Background : Activation of neutrophil is critical for the clearance of microorganisms and toxic host mediators during sepsis. Unfortunately the activated neutrophil and its toxic byproducts can produce tissue injury and organ dysfunction. The leucocyte CD11/18 adhesion complex regulates neutrophil-endothelial cell adhesion, the first step in neutrophil migration to sites of injection and inflammation. To investigate the potential of neutrophil inhibition as a treatment strategy for sepsis, we evaluated the effects of monoclonal antibody against CD11b (MAb 1B6) in rats intrabronchial challenged with Escherichia coli. Methods : Animals were randomly assigned to receive monoclonal antibody against CD11b (1 mg/kg, sc) and bovine serum albumin(BSA, 1 mg/kg, sc) 6 hr before, at 0 and 6 hr after intrabronchial challenge of $20x10^9$ CFU/kg E. coli 0111. Animals were randomized to treat either 24, 60 or 90% oxygen after bacterial challenge and begining 4 hr after inoculation, all animals were received 100 mg/kg ceftriaxone qd for 3 days. Peripheral and alveolar neutrophil(by bronchoalveolar lavage) counts and lung injury parameters such as alveolar-arte rial $PO_2$ difference, wet to dry lung weight ratio and protein concentration of alveolar fluid were measured in survived rats at 12 hr and 96 hr.

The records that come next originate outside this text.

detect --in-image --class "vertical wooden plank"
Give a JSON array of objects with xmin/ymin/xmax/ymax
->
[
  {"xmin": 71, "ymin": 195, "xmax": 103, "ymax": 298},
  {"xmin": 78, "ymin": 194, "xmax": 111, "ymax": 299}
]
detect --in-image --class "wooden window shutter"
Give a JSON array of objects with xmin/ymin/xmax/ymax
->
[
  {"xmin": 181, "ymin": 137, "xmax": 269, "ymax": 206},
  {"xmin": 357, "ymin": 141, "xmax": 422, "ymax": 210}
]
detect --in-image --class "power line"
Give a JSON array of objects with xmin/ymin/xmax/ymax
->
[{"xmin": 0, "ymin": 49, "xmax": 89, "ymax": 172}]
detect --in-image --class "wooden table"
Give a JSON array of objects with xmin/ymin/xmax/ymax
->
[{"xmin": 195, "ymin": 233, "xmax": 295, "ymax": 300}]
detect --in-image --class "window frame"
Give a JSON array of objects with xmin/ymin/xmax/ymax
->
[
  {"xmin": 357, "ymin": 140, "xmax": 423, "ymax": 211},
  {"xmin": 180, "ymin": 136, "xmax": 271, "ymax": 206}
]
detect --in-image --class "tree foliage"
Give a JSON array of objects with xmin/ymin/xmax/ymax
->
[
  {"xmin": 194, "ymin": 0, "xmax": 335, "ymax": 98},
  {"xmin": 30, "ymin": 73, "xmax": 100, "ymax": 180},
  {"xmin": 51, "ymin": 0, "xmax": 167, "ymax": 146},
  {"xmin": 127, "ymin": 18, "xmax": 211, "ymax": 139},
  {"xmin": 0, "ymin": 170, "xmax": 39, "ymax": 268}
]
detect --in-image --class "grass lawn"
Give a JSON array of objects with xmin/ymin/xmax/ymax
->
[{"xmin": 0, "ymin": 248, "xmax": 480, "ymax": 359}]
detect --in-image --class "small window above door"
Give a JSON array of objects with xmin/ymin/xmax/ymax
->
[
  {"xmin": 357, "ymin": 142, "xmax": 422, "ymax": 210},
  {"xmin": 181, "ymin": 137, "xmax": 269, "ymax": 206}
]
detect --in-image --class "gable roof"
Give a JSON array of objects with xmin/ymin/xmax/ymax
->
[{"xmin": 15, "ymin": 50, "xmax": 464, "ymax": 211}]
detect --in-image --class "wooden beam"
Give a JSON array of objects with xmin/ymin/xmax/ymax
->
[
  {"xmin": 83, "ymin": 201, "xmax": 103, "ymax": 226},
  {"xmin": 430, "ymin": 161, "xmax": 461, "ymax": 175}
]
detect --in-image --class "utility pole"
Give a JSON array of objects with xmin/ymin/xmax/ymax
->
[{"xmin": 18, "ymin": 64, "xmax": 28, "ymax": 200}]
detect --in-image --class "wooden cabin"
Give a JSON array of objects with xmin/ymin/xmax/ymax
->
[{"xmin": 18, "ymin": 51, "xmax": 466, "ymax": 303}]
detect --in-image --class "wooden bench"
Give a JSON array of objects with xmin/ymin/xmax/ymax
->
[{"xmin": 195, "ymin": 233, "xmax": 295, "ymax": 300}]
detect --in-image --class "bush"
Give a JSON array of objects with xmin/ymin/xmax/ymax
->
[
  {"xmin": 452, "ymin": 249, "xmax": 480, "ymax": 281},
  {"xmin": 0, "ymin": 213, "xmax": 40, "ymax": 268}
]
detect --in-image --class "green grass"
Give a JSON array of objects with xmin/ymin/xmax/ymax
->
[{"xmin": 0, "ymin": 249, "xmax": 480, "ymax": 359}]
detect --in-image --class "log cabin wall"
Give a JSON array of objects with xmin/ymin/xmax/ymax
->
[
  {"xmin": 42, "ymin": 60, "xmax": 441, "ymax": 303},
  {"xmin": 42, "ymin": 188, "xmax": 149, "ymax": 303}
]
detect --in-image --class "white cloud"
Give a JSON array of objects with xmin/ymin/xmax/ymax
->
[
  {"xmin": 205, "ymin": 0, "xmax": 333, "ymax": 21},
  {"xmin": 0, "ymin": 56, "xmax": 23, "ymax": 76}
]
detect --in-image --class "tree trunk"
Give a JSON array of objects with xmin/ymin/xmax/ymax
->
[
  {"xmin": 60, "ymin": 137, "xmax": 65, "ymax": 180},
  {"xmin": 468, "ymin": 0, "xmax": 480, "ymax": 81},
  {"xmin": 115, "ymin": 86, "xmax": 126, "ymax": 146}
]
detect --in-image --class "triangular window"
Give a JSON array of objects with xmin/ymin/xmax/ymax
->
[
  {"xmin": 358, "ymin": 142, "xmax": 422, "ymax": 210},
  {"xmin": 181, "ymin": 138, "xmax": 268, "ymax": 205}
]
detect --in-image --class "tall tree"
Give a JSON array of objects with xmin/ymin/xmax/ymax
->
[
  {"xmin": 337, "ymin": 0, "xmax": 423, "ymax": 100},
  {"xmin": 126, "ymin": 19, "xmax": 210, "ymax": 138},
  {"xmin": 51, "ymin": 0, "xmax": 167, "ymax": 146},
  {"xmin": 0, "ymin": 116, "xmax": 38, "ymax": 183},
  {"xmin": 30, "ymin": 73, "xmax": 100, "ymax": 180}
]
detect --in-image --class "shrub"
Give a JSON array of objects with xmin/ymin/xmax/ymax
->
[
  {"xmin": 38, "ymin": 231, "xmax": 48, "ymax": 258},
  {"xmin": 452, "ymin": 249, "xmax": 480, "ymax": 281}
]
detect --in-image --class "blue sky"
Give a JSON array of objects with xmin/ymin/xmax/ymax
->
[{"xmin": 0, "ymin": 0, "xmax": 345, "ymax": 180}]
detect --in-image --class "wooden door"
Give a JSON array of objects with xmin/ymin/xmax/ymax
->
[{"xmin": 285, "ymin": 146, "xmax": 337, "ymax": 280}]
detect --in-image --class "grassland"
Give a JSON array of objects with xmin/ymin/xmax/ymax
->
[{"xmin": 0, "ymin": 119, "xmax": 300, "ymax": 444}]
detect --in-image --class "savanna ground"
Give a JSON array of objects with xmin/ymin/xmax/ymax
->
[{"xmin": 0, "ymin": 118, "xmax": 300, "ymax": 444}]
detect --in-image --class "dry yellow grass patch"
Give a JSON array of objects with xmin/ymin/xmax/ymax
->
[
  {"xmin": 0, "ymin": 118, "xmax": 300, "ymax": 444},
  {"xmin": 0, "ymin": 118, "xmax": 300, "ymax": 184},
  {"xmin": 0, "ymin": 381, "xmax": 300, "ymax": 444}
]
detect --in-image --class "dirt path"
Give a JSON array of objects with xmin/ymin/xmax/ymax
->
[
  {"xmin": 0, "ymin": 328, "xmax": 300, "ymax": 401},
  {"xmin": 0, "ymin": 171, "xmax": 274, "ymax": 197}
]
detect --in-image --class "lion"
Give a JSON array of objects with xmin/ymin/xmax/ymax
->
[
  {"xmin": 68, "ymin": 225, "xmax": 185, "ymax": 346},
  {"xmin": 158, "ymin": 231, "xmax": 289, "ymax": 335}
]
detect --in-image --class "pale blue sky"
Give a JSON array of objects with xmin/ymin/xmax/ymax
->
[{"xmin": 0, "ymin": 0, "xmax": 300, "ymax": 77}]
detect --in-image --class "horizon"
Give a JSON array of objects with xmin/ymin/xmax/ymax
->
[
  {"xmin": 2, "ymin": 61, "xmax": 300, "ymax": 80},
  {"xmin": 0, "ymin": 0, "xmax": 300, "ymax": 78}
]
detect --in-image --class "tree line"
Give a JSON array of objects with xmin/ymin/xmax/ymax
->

Results : Monoclonal antibody against CD11b decreased circulating and alveolar neutrophil especially more in 12 hr than in 96 hr The lung injury parameters of antibody-treated animals were not different from those of BSA-treated animals. but It was meaningless due to small number of survived animals. The early(6 hr) mortality rate was significantly increased in antibody-treated group(51%) compared to BSA-treated group(31%) (P=0.02) but late(from 12 hr to 72 hr) mortality rate was not different in antibody-treated group(44%) from BSA-treated group(36%) (P =0.089). Conclusion : Leucocyte CD11b/18 adhesion molecule is known to regulate neutrophil migration to the site of infection and inflammation. The monoclonal antibody against CD11b decreased alveolar neutrophil in rats with pulmonary sepsis and increased early mortality rate. Therefore, we can speculate that monoclonal antibody against CD11b blocks of alveolar recruitment of neutrophils, impairs host defense mechanism and increases early mortality rate of pulmonary sepsis in rat.